Leukemic DNA and cryopreserved lymphoblast samples were provided by collaborating institutions in the US [Eastern Cooperative Oncology Group (ECOG) and Pediatric Oncology Group (POG)]. All samples were collected in clinical trials with informed consent and under the supervision of local IRB committees. Consent was obtained from all patients at trial entry according to the Declaration of Helsinki. T-cell phenotype was confirmed by flow cytometry. Array-CGH analysis of human T-ALLs was performed with SurePrint G3 Human CGH 1×1M Oligo Microarrays (Agilent Technologies) according to the instructions of the manufacturer using a commercial normal DNA as reference (Promega). Array CGH data was analyzed with the Genomic Workbench 5.0.14 software (Agilent Technologies).

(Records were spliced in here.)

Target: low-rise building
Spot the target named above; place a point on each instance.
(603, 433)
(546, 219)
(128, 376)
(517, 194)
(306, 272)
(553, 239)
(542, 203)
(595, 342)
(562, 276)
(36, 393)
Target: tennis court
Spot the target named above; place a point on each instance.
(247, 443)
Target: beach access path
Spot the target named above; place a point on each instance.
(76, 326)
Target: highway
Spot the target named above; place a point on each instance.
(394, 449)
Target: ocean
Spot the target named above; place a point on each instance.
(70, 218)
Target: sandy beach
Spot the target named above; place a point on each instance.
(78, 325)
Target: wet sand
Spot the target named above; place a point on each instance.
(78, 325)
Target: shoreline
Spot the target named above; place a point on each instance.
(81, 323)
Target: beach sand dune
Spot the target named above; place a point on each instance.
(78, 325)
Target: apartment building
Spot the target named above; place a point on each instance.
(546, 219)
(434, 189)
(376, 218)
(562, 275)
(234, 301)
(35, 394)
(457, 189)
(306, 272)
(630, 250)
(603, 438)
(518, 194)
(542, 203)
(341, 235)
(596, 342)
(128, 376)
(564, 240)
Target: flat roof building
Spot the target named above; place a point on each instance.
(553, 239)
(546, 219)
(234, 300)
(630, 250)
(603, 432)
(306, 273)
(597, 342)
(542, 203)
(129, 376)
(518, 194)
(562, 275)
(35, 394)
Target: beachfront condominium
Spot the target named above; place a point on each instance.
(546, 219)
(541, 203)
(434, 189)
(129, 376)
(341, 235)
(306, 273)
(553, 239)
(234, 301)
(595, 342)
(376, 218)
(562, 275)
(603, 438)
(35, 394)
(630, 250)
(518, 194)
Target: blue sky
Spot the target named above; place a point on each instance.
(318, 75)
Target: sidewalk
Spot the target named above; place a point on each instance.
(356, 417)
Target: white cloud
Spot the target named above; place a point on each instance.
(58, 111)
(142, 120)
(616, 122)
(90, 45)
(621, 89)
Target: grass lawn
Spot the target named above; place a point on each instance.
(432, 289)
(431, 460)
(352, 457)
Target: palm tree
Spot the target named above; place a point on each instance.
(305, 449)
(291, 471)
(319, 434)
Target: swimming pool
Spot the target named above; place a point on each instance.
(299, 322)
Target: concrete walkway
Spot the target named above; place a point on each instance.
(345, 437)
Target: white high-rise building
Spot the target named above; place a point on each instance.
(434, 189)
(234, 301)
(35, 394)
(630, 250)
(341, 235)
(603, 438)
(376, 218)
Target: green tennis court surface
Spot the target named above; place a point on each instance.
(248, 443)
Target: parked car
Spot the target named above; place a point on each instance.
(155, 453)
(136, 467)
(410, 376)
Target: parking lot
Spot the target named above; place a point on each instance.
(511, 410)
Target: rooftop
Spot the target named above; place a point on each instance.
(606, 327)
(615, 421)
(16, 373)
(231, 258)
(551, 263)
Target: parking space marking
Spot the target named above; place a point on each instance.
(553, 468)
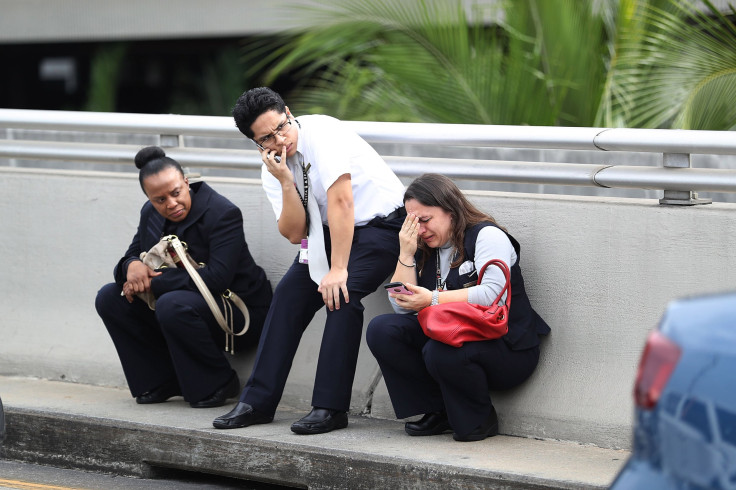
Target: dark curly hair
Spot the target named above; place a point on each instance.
(152, 160)
(435, 190)
(252, 104)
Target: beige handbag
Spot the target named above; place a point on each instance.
(169, 253)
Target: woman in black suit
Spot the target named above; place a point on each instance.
(178, 348)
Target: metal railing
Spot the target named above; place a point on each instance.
(679, 181)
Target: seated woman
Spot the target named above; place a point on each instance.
(178, 348)
(444, 242)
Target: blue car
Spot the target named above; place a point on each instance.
(685, 400)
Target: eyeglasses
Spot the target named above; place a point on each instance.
(281, 130)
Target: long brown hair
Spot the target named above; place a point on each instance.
(435, 190)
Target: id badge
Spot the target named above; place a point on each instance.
(303, 251)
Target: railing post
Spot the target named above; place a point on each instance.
(176, 141)
(680, 198)
(170, 140)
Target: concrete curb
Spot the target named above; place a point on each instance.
(102, 429)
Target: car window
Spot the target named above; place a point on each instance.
(727, 422)
(695, 415)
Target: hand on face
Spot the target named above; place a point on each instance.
(278, 169)
(408, 237)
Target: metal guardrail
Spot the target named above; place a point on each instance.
(676, 177)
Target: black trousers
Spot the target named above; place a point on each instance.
(179, 342)
(372, 258)
(423, 375)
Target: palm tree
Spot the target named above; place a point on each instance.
(434, 60)
(675, 68)
(636, 63)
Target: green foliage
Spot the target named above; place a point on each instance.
(636, 63)
(676, 68)
(104, 76)
(435, 61)
(214, 90)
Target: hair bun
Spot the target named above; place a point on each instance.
(147, 154)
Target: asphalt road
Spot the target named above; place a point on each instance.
(23, 476)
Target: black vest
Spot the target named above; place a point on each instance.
(525, 325)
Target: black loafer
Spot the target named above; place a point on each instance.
(320, 421)
(430, 424)
(242, 415)
(489, 428)
(231, 389)
(160, 394)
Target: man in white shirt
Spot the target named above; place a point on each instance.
(333, 194)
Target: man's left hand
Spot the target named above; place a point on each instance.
(335, 281)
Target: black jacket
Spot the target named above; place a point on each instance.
(213, 231)
(525, 325)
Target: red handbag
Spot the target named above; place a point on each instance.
(459, 322)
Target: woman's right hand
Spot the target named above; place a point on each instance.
(408, 238)
(138, 279)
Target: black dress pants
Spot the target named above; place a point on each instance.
(372, 258)
(179, 342)
(423, 375)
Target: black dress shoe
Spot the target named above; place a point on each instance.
(430, 424)
(160, 394)
(319, 421)
(242, 415)
(489, 428)
(231, 389)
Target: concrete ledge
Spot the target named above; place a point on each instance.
(96, 428)
(599, 270)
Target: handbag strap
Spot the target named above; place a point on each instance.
(507, 274)
(207, 295)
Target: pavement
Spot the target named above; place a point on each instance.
(103, 429)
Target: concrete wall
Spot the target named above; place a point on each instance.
(599, 270)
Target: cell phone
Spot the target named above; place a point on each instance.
(397, 288)
(276, 157)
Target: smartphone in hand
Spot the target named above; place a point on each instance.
(397, 288)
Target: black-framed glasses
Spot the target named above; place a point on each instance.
(281, 130)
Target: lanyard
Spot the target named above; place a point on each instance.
(440, 283)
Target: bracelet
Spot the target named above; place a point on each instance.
(407, 265)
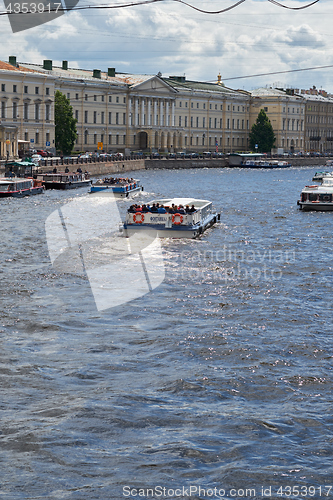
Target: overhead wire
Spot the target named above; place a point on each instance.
(146, 2)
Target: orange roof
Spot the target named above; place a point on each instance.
(10, 67)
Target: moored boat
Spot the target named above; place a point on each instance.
(317, 197)
(266, 164)
(65, 180)
(18, 187)
(318, 176)
(172, 218)
(119, 187)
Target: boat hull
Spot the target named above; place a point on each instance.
(66, 185)
(179, 231)
(116, 192)
(319, 207)
(22, 192)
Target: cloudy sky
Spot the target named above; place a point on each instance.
(169, 37)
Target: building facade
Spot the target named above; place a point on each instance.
(124, 112)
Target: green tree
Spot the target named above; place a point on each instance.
(65, 123)
(262, 134)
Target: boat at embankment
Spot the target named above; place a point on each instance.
(171, 218)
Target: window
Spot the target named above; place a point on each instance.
(26, 111)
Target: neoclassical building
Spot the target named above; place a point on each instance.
(125, 112)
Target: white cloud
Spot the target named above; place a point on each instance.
(256, 37)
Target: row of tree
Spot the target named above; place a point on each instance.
(262, 136)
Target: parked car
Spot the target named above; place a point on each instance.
(36, 158)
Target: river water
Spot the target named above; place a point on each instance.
(215, 384)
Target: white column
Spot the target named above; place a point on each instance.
(130, 118)
(136, 111)
(142, 112)
(149, 112)
(167, 114)
(161, 113)
(155, 113)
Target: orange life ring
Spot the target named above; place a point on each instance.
(181, 218)
(139, 221)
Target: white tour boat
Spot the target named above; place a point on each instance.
(119, 187)
(18, 187)
(173, 218)
(317, 197)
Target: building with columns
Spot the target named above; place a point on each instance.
(125, 112)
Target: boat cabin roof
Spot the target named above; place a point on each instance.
(181, 201)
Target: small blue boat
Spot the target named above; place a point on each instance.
(120, 187)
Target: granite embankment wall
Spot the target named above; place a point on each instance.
(222, 162)
(122, 166)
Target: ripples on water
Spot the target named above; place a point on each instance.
(221, 377)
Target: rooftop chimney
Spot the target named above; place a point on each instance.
(47, 64)
(12, 61)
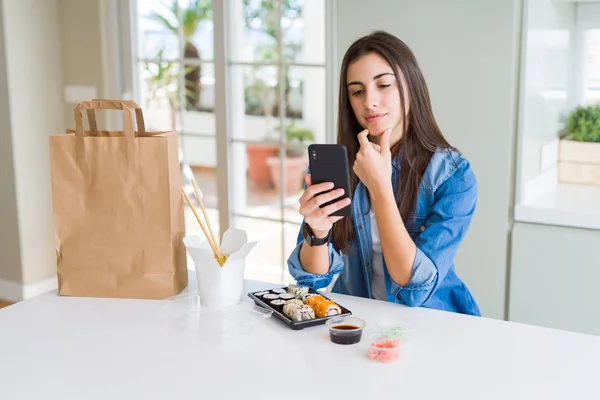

We thank all of our colleagues for their input during the preparation of this manuscript. D.J.H. was funded by a fellowship from Cancer Research UK and by the Addenbrooke's Charitable Trust. A.G. is supported by a MRC CASE studentship. M.T. is a Medical Research Council Senior Non-Clinical Fellow and also received funding for this work from BBSRC grant number BB/C506121/1. This work was supported by the National Institutes of Health grants R01CA120196 and R01CA129382 to A.F and the ECOG tumor bank grant U24 CA114737. A. F. is a Leukemia & Lymphoma Society Scholar. K. D. K. is a postdoctoral researcher funded by the “Fonds voor Wetenschappelijk Onderzoek-Vlaanderen” and recipient of a Belgian American Educational Foundation (BAEF) fellowship.
Accession codes: Microarray data has been submitted to the European Bioinformatics Institute ArrayExpress database, accession number E-MEXP-2737.
COMPETING INTERESTS STATEMENT C.W.S. was employed by Genentech Inc. during the course of this study.